Oil fell to near $95 a barrel Friday as investors waited to see if Iran will get sanction relief in exchange for curbing its nuclear programme.
Benchmark US crude for January delivery was down 20 cents to US$95.24 at mid-afternoon Kuala Lumpur time in electronic trading on the New York Mercantile Exchange. The contract gained US$1.59 to close at US$95.44 on Thursday, the highest close this month.
Oil was buoyed by signs of recovery in the US job market but the gains were short-lived as focus returned to the Iran nuclear talks which began in Geneva on Wednesday.
Negotiators were trying to fine-tune a draft agreement that would limit Tehran's atomic program in an initial deal. In exchange, the US, Britain, France, Russia, China and Germany are offering a gradual easing of sanctions that have crippled Iran's economy, raising the possibility of an influx of Iranian oil into world markets at a time of already abundant supplies.

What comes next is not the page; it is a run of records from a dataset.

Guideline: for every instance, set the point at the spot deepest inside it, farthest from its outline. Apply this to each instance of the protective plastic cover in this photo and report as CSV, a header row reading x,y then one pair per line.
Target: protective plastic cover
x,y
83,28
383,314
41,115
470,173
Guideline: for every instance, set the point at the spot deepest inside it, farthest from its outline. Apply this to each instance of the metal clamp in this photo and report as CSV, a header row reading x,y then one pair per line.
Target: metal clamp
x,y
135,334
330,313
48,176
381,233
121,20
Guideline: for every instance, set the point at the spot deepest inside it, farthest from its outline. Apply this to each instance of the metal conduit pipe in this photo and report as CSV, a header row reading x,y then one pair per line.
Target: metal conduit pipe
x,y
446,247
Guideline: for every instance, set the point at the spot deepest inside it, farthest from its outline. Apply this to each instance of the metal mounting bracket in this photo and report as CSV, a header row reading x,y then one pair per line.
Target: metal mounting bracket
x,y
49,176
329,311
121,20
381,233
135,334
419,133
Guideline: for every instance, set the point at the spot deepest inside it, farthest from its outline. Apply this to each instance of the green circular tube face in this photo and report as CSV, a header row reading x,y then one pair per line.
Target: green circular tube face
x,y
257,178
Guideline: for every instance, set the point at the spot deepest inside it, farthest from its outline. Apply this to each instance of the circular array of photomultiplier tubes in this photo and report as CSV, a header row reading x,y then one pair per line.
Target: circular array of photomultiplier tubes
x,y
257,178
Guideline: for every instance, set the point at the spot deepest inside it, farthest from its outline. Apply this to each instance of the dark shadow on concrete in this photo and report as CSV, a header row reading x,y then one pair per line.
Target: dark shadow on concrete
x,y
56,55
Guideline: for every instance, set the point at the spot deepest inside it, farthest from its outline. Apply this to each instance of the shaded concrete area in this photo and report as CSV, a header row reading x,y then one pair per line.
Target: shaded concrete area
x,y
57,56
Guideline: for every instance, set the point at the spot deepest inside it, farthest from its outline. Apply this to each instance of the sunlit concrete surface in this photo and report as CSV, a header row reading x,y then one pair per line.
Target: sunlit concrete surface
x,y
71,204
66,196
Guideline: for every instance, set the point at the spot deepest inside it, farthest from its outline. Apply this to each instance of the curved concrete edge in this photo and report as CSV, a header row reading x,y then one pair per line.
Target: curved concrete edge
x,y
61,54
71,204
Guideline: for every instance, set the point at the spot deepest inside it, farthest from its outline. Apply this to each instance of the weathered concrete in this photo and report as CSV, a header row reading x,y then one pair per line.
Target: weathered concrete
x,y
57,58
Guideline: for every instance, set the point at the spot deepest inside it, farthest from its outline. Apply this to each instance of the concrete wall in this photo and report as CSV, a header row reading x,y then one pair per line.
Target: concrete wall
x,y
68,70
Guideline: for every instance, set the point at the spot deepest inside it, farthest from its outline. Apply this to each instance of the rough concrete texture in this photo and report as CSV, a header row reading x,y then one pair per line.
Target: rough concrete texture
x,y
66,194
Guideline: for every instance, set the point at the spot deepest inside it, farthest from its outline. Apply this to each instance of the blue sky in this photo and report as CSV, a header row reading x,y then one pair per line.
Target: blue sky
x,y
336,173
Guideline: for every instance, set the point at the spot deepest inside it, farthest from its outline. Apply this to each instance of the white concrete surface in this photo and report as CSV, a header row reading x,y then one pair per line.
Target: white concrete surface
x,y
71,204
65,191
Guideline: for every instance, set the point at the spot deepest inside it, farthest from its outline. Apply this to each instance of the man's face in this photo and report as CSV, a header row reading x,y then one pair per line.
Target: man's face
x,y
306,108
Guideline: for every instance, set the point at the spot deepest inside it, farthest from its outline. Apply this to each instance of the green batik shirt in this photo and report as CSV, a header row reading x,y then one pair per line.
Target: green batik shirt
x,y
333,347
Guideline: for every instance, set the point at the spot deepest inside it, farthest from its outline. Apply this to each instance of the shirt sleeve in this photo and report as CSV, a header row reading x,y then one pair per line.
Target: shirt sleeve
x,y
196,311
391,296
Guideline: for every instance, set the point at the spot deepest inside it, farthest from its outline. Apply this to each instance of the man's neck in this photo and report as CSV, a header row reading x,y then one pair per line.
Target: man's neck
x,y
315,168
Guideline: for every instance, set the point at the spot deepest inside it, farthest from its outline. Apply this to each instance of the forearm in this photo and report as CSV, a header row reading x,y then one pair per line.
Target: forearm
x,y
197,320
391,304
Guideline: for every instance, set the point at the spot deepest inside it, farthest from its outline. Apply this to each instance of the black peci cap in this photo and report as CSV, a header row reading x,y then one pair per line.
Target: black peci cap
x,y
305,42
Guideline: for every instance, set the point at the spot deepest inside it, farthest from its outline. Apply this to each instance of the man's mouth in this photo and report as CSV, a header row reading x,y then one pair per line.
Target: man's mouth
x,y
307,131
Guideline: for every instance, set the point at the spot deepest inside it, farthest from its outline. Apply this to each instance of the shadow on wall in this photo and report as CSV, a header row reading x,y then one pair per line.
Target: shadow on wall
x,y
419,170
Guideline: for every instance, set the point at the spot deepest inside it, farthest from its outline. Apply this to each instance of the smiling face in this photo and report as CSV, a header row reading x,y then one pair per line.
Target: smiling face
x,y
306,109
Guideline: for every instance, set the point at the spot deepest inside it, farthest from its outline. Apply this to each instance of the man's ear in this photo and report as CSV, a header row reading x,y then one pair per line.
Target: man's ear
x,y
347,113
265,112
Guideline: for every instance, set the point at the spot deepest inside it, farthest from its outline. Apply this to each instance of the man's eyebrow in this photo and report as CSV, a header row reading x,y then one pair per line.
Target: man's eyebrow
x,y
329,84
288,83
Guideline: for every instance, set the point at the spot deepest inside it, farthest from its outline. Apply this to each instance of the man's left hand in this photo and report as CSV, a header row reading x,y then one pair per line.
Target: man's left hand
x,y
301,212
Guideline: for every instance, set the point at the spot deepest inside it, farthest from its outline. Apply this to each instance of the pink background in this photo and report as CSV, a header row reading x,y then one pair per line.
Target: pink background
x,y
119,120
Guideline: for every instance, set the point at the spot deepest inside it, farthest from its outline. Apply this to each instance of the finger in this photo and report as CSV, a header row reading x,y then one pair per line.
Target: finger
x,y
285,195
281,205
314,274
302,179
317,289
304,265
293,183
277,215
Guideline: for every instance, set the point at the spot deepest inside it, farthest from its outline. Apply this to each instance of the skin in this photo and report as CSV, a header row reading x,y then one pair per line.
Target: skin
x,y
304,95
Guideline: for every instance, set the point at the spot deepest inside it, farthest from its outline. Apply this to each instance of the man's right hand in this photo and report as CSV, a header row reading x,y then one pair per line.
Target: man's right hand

A senior US official has told reporters that Iran is losing US$5 billion a month in oil sales alone and US$120 billion in total from all sanctions.
The powers insist that the most severe penalties, which are on oil exports and banks, will remain until there is a comprehensive agreement to minimize Iran's nuclear arms-making capacity. Iran says it does not want such weapons and has indicated it's ready to start rolling back its programme but wants greater and faster sanctions relief than that being offered.
Brent crude, the benchmark for an international variety of crude, fell 7 cents to US$110.01 a barrel on the ICE futures exchange in London.
In other energy futures trading on Nymex:
— Wholesale gasoline eased 0.9 cent to US$2.71 gallon.
— Heating oil shed 0.6 cent to US$3 a gallon.
— Natural gas was up 1.6 cents at US$3.718 per 1,000 cubic feet.